Viewing a single comment thread. View all comments

ARGleave t1_iut6tjs wrote

>Ok, but you're testing them as if they were continuous control policies, i.e. without search. When you say things like "[KataGo] is explicitly trained to be adversarially robust," but then you "break" only the policy network, it neither demonstrates that the entire KataGo system is vulnerable NOR does it follow that systems that are trying to produce robust continuous control policies will be vulnerable.

Thanks for the clarification! If I understand correctly, the key point here is that (a) some systems are trained to produce a policy that we expect is robust, and (b) others have just a policy as a sub-component and the target is the overall system being robust. We're treating a type-(b) system as if it were type-(a) and that this is an unfair evaluation? I think this is a fair criticism, and we definitely want to try scaling our attack to exploit KataGo with more search!
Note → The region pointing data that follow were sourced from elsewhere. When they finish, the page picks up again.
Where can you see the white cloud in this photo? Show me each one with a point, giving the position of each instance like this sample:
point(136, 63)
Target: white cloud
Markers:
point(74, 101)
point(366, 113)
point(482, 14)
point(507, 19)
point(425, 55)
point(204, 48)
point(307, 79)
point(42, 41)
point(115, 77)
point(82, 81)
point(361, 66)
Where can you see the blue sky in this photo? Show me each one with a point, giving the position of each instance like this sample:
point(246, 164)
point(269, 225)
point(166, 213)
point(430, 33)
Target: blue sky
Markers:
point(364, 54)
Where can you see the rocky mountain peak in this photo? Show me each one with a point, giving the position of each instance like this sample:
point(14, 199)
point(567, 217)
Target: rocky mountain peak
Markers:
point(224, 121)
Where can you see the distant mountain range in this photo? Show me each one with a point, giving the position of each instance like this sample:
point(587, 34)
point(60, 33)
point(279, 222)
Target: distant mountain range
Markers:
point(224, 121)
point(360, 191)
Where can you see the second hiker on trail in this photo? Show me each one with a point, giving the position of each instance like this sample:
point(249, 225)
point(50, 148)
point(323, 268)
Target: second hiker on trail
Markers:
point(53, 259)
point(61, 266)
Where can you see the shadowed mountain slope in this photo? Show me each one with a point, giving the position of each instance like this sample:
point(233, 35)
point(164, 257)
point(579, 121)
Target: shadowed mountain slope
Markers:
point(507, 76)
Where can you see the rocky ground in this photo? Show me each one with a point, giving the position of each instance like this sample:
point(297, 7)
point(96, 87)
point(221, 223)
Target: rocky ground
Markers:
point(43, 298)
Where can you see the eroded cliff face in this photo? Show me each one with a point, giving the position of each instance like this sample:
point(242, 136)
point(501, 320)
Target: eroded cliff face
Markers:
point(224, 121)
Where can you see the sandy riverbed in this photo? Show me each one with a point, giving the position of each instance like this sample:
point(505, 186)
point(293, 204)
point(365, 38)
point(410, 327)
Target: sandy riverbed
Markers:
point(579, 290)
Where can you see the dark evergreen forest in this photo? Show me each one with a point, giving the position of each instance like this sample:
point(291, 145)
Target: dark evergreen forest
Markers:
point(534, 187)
However, I do think our results provide some evidence as to the robustness of both type-(a) and type-(b) systems. For type-(a) we know the policy head itself is a strong opponent in typical games, that beats many humans on KGS (bots like NeuralZ06 play without search). This at least shows that there can be subtle vulnerabilities in seemingly strong policies. It doesn't guarantee that self-play on a policy that was designed to work without search would have this vulnerability -- but prior work has found such vulnerabilities, albeit in less capable systems, so a pattern is emerging.

For vulnerability of type-(b), if the policy/value network heuristics are systematically biased in certain board states, then a lot of search might be needed to overcome this. And as you say, it can be hard to know how much search is enough, although surely there's some amount which would be sufficient to make it robust (we know MCTS converges in the limit of infinite samples).

As an aside, I think you're using continuous control in a different manner to me which is what confused me. I tend to think of continuous control as being about the environment: is this a robotic control task with continuous observations and actions? In your usage it seems more synonymous with "policy trained without search". But people do actually use search in continuous control sometimes (e.g. model-predictive control), and use policies without search in discrete environments (e.g. AlphaStar), although there are of course some environments better suited to one method over the other.

2